Le Conseil fédéral entend prévenir les faillites dues au coronavirus

jeudi, 16.04.2020

Le Conseil fédéral instaure un sursis COVID-19 de durée limitée pour prévenir les faillites d'entreprises dues au coronavirus.

MH

(Keystone)

Le Conseil fédéral entend prévenir les faillites dues au coronavirus et les pertes d’emploi qui s’ensuivraient par des mesures ciblées. Lors de sa séance du 16 avril 2020, il a adopté une ordonnance qui prévoit une dérogation transitoire à l’obligation d’aviser le juge en cas de surendettement, ce qui aboutirait généralement à une faillite immédiate, et instaure un sursis COVID-19 de durée limitée, que les PME en particulier pourront requérir de manière non bureaucratique. Ces dispositions entrent en vigueur le 20 avril 2020.

L’ordonnance adoptée aujourd’hui par le Conseil fédéral contient deux instruments provisoires : une dérogation transitoire à l’obligation d’aviser le juge en cas de surendettement prévue par le droit des sociétés et un sursis COVID-19 de durée limitée. Ces deux instruments ont pour but de protéger de la faillite les entreprises en difficulté financière en raison de la crise du coronavirus. Empêcher une vague de faillites due à la pandémie actuelle permettra de préserver l’emploi et les salaires et d’atténuer les conséquences de la crise.

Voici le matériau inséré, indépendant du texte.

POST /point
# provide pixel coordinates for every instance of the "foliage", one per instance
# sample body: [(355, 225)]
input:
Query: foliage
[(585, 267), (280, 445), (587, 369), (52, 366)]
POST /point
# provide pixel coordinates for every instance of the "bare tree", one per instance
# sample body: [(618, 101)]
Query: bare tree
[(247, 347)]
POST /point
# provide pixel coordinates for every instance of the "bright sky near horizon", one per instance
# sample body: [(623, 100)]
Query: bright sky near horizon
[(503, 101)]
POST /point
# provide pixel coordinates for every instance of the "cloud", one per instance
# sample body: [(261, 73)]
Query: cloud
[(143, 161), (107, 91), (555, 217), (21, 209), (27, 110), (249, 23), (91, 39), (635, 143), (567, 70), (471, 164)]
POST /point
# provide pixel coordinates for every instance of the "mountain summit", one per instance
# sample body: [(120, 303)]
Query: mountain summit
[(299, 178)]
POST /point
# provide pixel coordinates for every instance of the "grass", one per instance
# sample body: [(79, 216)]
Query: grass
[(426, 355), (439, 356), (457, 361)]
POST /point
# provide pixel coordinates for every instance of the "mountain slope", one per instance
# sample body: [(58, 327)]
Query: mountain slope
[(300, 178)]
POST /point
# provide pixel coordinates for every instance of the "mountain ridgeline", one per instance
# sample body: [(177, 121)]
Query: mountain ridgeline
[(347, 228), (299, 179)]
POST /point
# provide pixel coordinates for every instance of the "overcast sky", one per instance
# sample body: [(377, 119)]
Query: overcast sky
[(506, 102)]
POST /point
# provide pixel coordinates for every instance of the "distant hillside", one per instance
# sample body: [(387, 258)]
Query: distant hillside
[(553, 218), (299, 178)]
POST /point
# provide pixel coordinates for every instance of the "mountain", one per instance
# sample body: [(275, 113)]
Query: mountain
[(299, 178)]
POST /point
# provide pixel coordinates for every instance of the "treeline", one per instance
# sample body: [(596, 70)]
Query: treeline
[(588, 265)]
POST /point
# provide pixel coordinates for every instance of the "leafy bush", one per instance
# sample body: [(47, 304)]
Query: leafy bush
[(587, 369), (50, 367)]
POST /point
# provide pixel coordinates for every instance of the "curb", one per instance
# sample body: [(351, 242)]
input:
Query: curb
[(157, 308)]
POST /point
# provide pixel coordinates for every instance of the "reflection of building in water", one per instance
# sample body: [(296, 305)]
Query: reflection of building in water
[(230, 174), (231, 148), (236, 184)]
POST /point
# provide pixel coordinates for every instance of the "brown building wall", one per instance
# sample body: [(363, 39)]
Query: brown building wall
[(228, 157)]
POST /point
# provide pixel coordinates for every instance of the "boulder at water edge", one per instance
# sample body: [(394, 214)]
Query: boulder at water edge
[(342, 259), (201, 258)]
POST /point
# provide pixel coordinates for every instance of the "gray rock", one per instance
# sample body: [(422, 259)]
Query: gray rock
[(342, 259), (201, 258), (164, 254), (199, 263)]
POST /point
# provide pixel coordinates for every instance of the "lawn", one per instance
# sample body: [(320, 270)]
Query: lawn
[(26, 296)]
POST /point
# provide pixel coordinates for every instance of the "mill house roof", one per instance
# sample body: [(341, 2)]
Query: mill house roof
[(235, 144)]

Avis de surendettement et sursis COVID-19

En situation normale, l’art. 725, al. 2, du code des obligations (CO) contraint les entreprises menacées de surendettement à prévenir immédiatement le juge de la faillite. Avec les nouvelles dispositions adoptées, les entreprises dont la situation financière était saine à la fin de 2019 et dont il y a lieu de penser qu’elles auront la capacité de surmonter leurs problèmes de surendettement une fois la crise du coronavirus passée pourront déroger à cette obligation. S’il n’y a pas concrètement lieu d’espérer que la situation de l’entreprise se rétablisse, celle-ci peut recourir au sursis concordataire, dont le Conseil fédéral a légèrement assoupli les conditions pour une période transitoire.

Le Conseil fédéral a en outre instauré, pour les petites et moyennes entreprises (PME) qui se trouvent à court de liquidités en raison de la crise, un sursis de durée limitée, dit "sursis COVID-19". Il offre aux PME un moyen rapide et non bureaucratique de requérir un sursis de trois mois sans devoir présenter un plan d’assainissement. Ce sursis pourra être prolongé de trois mois supplémentaires. Il se caractérise en outre par certaines restrictions – inconnues du sursis concordataire – qui visent à protéger les créanciers : les salaires et les contributions d’entretien ne feront pas l’objet du sursis et resteront dus sans conditions.

Mesures de maintien du fonctionnement de la justice

Le Conseil fédéral a précisé aujourd’hui dans une autre ordonnance les conditions auxquelles les tribunaux civils peuvent ordonner l’usage de téléconférences ou de vidéoconférences ou des procédures écrites en lieu et place des audiences. Ils devront respecter les dispositions en matière de protection et de sécurité des données et l’obligation de tenir les dossiers. L’audition d’un enfant par téléconférence ou vidéoconférence dans une procédure civile est en revanche exclue.

L’ordonnance allège aussi provisoirement les conditions de notification des actes de poursuite : dans certains cas, ces actes pourront être notifiés valablement sans reçu, contre une autre preuve de notification (par ex. grâce au "courrier A Plus" de La Poste Suisse).

Par ces mesures, le Conseil fédéral entend faire en sorte que la justice puisse continuer de fonctionner dans les circonstances difficiles créées par le coronavirus.

Les deux ordonnances du Conseil fédéral entrent en vigueur le 20 avril 2020.